Whatever antiseptic Beau had used on Alys’s back had burned away the pain; now it mellowed into a deep, pleasant warmth that spread through her abdomen and pelvis. She wanted him to hug her again, but he was still staring at her cross. He also hadn’t answered her question.
“I said, would you—”
“I heard you the first time, love. No.” He moved away from her again until he disappeared into the shadows. “You’re not thinking clearly right now.”
“I thought you weren’t afraid of me.” She reached for the stone wall, leaning against it until the pit stopped spinning. “That’s strange.” She ran her fingers over the surprisingly smooth surface. “This should be clay. With the water table as high as it is here, we should be swimming, too.” She turned around until she spotted Beau. “Oh, there you are.”

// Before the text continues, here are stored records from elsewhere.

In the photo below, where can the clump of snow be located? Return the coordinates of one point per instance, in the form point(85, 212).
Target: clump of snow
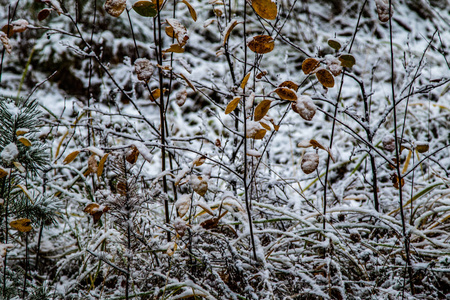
point(115, 7)
point(252, 128)
point(10, 153)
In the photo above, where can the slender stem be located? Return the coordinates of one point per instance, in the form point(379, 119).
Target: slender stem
point(397, 163)
point(246, 192)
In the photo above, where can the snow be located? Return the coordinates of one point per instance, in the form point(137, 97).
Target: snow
point(9, 153)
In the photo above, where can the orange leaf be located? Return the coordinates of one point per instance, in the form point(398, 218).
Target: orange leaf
point(261, 44)
point(261, 109)
point(289, 84)
point(260, 134)
point(309, 65)
point(245, 80)
point(228, 30)
point(232, 105)
point(325, 78)
point(286, 93)
point(22, 225)
point(101, 165)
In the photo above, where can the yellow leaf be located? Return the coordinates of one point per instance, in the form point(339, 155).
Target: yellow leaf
point(309, 65)
point(101, 165)
point(261, 109)
point(132, 155)
point(19, 166)
point(25, 141)
point(22, 225)
point(245, 80)
point(175, 48)
point(228, 30)
point(260, 134)
point(289, 84)
point(169, 31)
point(4, 172)
point(261, 44)
point(179, 31)
point(408, 158)
point(265, 9)
point(22, 131)
point(25, 191)
point(267, 127)
point(232, 105)
point(191, 10)
point(286, 93)
point(261, 75)
point(325, 78)
point(69, 158)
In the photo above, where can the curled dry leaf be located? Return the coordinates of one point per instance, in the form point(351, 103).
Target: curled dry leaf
point(101, 164)
point(232, 105)
point(146, 8)
point(22, 131)
point(144, 69)
point(261, 44)
point(395, 181)
point(69, 158)
point(19, 25)
point(266, 9)
point(179, 31)
point(261, 109)
point(183, 204)
point(174, 48)
point(335, 44)
point(132, 154)
point(4, 172)
point(199, 185)
point(171, 248)
point(5, 41)
point(25, 191)
point(191, 10)
point(261, 75)
point(422, 147)
point(325, 78)
point(286, 93)
point(289, 84)
point(305, 107)
point(25, 141)
point(115, 7)
point(22, 225)
point(309, 65)
point(245, 80)
point(43, 14)
point(199, 161)
point(189, 83)
point(181, 97)
point(92, 164)
point(228, 30)
point(96, 210)
point(310, 162)
point(19, 166)
point(180, 226)
point(383, 10)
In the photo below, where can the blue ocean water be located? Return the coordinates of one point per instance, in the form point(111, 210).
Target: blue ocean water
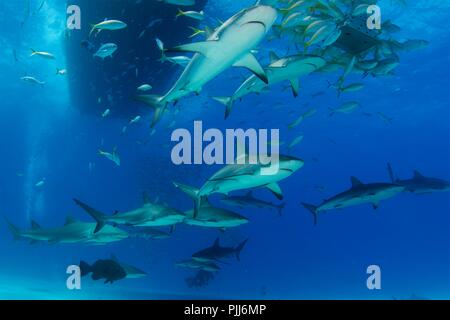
point(45, 135)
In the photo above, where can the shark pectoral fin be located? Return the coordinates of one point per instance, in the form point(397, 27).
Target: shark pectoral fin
point(276, 190)
point(295, 84)
point(157, 115)
point(145, 198)
point(69, 220)
point(199, 47)
point(35, 225)
point(249, 61)
point(356, 182)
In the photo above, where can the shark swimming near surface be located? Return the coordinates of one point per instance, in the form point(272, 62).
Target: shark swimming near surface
point(359, 193)
point(419, 183)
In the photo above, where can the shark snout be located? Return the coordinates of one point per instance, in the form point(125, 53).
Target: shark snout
point(265, 15)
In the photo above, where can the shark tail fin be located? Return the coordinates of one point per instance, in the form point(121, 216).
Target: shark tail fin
point(332, 112)
point(391, 173)
point(196, 32)
point(14, 230)
point(227, 102)
point(156, 103)
point(179, 14)
point(85, 268)
point(280, 209)
point(97, 215)
point(93, 27)
point(313, 209)
point(193, 193)
point(239, 249)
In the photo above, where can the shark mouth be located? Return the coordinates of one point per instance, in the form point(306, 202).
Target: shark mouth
point(257, 22)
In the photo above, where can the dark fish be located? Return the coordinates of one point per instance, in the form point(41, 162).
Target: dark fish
point(109, 270)
point(89, 46)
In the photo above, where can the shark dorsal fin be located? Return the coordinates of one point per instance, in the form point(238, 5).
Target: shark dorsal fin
point(35, 225)
point(418, 175)
point(356, 182)
point(69, 220)
point(209, 32)
point(273, 57)
point(145, 198)
point(205, 202)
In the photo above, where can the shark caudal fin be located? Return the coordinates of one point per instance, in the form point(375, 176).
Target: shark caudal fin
point(14, 230)
point(280, 209)
point(227, 102)
point(97, 215)
point(193, 193)
point(156, 103)
point(239, 249)
point(313, 209)
point(85, 268)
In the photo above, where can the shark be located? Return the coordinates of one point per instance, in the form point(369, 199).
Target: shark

When Alys went to him, he caught her hands and held her away as he looked over her head. “You have to stop this now, love. You’re like a sister to me. A young sister. A very young, innocent sister.”

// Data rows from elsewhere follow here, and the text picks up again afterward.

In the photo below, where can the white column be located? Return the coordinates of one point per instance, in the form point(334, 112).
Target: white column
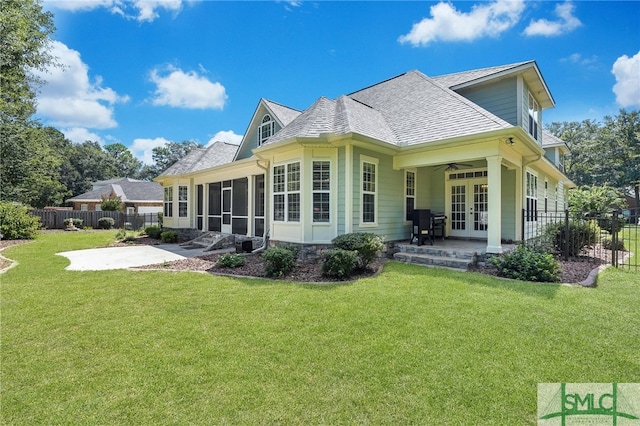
point(494, 235)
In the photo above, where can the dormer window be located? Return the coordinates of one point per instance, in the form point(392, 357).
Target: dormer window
point(266, 129)
point(534, 117)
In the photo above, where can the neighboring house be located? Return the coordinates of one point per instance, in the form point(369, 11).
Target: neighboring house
point(138, 197)
point(468, 144)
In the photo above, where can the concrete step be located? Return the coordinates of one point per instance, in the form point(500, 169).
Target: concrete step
point(434, 260)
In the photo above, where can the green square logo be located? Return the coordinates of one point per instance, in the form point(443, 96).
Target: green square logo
point(566, 404)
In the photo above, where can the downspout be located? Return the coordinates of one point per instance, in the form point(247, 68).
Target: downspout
point(265, 235)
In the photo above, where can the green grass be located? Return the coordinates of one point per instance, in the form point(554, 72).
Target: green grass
point(410, 346)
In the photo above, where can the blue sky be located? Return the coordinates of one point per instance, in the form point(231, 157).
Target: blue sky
point(144, 72)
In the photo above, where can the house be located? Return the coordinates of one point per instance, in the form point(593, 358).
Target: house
point(469, 145)
point(138, 197)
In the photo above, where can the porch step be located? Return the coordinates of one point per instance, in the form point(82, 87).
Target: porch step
point(431, 260)
point(436, 256)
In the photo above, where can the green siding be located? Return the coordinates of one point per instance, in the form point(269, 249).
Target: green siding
point(499, 98)
point(508, 204)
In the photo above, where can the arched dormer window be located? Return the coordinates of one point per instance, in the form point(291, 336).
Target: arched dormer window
point(266, 129)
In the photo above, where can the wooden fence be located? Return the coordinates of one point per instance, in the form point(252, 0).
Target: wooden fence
point(54, 219)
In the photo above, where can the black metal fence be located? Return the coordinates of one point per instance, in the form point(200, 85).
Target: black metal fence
point(611, 238)
point(54, 219)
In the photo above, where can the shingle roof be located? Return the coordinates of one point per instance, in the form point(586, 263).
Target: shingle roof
point(284, 114)
point(451, 80)
point(127, 189)
point(217, 154)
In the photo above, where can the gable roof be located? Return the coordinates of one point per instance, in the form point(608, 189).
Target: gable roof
point(216, 154)
point(528, 69)
point(130, 190)
point(408, 109)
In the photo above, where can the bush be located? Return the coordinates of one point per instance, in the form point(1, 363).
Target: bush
point(339, 263)
point(527, 264)
point(279, 261)
point(169, 237)
point(121, 235)
point(231, 260)
point(16, 223)
point(367, 245)
point(73, 220)
point(153, 232)
point(106, 222)
point(582, 234)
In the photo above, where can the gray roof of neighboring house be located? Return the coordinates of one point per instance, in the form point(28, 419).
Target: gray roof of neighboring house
point(408, 109)
point(127, 189)
point(217, 154)
point(549, 140)
point(451, 80)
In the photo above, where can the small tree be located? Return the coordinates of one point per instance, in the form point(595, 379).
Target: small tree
point(111, 203)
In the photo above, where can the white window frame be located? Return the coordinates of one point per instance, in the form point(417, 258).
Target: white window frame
point(168, 201)
point(534, 117)
point(289, 190)
point(531, 193)
point(183, 201)
point(266, 129)
point(371, 189)
point(321, 188)
point(409, 191)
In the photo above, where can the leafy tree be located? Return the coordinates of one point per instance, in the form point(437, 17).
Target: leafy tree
point(125, 164)
point(27, 166)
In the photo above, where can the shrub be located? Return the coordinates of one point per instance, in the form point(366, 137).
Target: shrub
point(582, 234)
point(73, 220)
point(279, 261)
point(607, 243)
point(106, 222)
point(366, 244)
point(169, 237)
point(339, 263)
point(153, 232)
point(527, 264)
point(16, 222)
point(231, 260)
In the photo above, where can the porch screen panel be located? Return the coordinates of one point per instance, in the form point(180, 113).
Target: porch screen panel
point(240, 206)
point(199, 206)
point(459, 207)
point(480, 207)
point(215, 207)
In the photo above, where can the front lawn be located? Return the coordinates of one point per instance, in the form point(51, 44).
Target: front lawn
point(410, 346)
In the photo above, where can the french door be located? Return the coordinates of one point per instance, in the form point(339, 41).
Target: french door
point(468, 208)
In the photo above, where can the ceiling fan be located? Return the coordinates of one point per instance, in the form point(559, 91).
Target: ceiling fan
point(451, 167)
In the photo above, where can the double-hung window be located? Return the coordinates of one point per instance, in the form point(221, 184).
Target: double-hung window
point(369, 188)
point(321, 188)
point(168, 201)
point(410, 194)
point(286, 192)
point(532, 197)
point(182, 201)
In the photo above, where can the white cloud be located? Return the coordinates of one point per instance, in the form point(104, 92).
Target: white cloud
point(187, 90)
point(70, 99)
point(627, 87)
point(226, 136)
point(140, 10)
point(448, 24)
point(81, 135)
point(143, 148)
point(566, 22)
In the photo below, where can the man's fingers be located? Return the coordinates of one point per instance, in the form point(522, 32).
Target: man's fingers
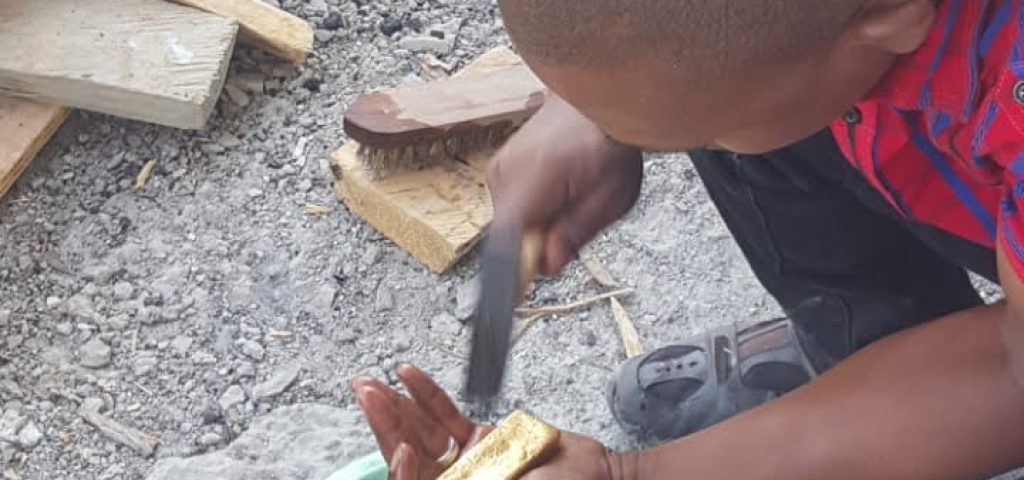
point(435, 402)
point(404, 464)
point(383, 419)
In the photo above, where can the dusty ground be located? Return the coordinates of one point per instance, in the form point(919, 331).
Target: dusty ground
point(165, 306)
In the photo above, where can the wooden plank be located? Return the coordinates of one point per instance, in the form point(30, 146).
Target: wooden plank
point(436, 214)
point(143, 59)
point(25, 127)
point(264, 27)
point(428, 112)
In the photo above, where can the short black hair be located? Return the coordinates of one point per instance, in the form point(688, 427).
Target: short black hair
point(717, 36)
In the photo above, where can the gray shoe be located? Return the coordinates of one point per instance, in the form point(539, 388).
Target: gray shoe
point(677, 390)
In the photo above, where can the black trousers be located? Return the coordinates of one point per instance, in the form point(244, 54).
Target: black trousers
point(841, 261)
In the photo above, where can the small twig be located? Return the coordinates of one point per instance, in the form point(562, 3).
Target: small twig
point(313, 209)
point(143, 175)
point(555, 309)
point(631, 341)
point(143, 443)
point(596, 268)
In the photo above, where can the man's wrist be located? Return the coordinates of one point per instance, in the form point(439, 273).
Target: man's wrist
point(624, 466)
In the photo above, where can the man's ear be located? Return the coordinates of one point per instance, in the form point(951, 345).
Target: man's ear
point(897, 27)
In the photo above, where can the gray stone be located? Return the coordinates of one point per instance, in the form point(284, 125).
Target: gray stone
point(80, 307)
point(299, 441)
point(426, 43)
point(445, 325)
point(180, 345)
point(143, 365)
point(10, 389)
point(280, 380)
point(10, 423)
point(94, 354)
point(246, 371)
point(93, 404)
point(237, 94)
point(384, 299)
point(30, 436)
point(232, 396)
point(210, 439)
point(204, 358)
point(123, 291)
point(252, 349)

“That would be fine, only I’m not your sister.” She stretched her arms out to change his angle of leverage, and pressed herself against him. “Remember when you came in my hotel room, and I tripped you, and we fell down together? I was afraid, and really angry, but I liked it, too.”

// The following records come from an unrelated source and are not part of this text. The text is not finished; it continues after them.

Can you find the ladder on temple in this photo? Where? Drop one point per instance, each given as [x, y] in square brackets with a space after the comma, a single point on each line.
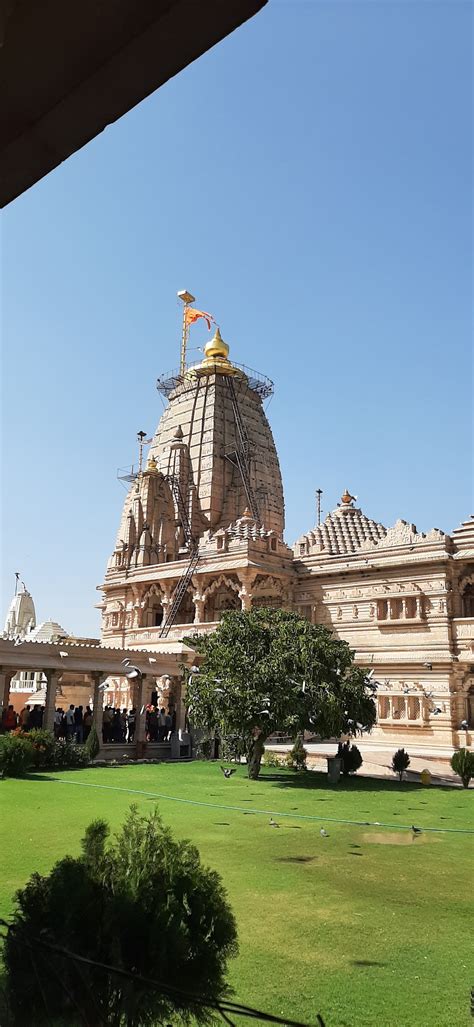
[182, 587]
[241, 455]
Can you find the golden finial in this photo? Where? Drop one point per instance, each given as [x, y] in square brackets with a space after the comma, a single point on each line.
[216, 348]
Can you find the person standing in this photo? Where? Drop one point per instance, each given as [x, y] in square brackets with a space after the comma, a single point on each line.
[161, 725]
[87, 722]
[24, 719]
[9, 719]
[57, 722]
[131, 725]
[70, 724]
[107, 725]
[79, 725]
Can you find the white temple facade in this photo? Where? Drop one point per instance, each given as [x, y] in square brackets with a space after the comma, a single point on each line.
[201, 532]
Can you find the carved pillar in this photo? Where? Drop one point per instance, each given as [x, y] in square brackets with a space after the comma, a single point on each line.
[52, 680]
[5, 681]
[141, 704]
[198, 608]
[97, 679]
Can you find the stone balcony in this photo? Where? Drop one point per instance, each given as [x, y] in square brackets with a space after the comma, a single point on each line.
[152, 636]
[463, 632]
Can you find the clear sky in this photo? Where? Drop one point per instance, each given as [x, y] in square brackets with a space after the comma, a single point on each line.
[309, 180]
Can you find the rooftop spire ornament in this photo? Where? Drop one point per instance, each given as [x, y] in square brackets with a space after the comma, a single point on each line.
[190, 315]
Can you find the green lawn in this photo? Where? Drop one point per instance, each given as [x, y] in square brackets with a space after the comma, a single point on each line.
[368, 926]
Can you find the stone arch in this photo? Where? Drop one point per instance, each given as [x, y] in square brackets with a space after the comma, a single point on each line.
[152, 613]
[268, 591]
[221, 595]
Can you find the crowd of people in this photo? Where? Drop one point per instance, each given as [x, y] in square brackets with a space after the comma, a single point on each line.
[74, 724]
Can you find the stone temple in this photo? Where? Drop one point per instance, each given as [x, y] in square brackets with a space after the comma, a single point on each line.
[202, 529]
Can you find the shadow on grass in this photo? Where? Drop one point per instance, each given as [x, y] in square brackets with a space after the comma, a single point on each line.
[366, 962]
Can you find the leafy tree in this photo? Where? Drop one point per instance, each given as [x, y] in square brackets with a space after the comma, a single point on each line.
[463, 764]
[400, 762]
[143, 904]
[351, 757]
[267, 671]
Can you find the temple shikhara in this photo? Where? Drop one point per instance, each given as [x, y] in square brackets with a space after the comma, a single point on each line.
[201, 532]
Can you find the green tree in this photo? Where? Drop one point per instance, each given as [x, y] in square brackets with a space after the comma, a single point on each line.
[143, 904]
[267, 671]
[400, 762]
[463, 764]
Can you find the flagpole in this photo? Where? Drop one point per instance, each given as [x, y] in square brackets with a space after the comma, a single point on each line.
[187, 299]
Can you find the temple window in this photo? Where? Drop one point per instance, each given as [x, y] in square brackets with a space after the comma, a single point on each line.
[468, 601]
[382, 609]
[383, 707]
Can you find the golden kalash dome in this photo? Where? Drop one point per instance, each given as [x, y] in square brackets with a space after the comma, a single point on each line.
[215, 359]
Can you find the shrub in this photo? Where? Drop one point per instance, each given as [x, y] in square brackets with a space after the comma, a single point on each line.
[351, 757]
[232, 748]
[463, 765]
[273, 759]
[70, 756]
[44, 744]
[298, 756]
[144, 904]
[92, 746]
[16, 755]
[400, 762]
[204, 750]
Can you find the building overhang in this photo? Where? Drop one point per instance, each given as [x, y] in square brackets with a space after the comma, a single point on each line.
[69, 70]
[91, 658]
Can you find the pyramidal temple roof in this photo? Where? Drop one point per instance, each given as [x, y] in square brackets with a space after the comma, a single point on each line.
[344, 531]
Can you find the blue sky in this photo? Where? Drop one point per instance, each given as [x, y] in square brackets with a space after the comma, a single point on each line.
[309, 180]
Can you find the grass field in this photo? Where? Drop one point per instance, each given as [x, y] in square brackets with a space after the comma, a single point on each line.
[368, 926]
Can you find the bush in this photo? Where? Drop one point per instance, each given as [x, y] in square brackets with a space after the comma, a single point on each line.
[44, 744]
[232, 748]
[298, 756]
[351, 758]
[92, 746]
[144, 904]
[69, 756]
[463, 765]
[16, 755]
[204, 749]
[400, 762]
[273, 759]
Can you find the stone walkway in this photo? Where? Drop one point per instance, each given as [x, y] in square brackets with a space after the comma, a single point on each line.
[378, 759]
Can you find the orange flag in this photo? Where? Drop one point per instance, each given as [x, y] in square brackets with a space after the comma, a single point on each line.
[191, 314]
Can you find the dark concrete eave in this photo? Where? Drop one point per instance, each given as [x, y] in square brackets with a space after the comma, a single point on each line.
[70, 69]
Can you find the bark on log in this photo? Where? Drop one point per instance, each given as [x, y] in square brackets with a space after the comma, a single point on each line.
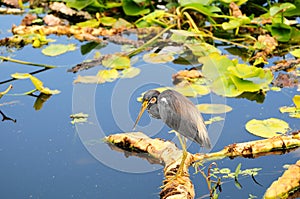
[170, 155]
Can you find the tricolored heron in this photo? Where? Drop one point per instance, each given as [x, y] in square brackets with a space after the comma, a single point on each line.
[179, 113]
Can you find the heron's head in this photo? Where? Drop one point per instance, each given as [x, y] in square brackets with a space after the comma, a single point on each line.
[149, 99]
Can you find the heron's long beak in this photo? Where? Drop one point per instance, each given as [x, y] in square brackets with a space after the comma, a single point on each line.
[143, 108]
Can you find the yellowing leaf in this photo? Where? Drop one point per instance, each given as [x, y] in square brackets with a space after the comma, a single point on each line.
[58, 49]
[130, 72]
[296, 100]
[38, 84]
[293, 111]
[116, 61]
[214, 108]
[296, 53]
[158, 57]
[267, 128]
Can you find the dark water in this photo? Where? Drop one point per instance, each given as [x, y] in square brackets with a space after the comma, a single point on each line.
[44, 156]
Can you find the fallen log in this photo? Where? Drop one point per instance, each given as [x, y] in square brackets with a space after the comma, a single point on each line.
[167, 153]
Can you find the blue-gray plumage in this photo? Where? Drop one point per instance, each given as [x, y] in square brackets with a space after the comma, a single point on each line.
[178, 112]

He tried shuffling back, but she followed him until she had him pinned against the stone. “Alys, please.”
Pleased she had him cornered, she rested her cheek against his chest. “It was when you rolled me over onto my back, and my towel fell off and I felt you.” She shimmied her hips against him, rubbing her belly against the hard length of his penis. “Like this. You were aroused, just like this. I love that I can do that to you.”
“I’m a man; you were naked.” He lowered his hands, bringing hers down to her sides. “I did not go there to assault you. I’ve never forced myself on a woman.”
“But you thought about it, didn’t you?” She looked up at his tight features. “I could see it on your face, and feel it in your touch. Your body was practically shouting how much you wanted me. For a minute, when I thought you were going to spread my legs and push yourself inside me, I wasn’t angry. I was excited. I wanted it. I want it now.” The pit began to spin again, and Alys sagged against him. “Why am I talking like this? I never talk like this. I feel like I’ve been drugged.”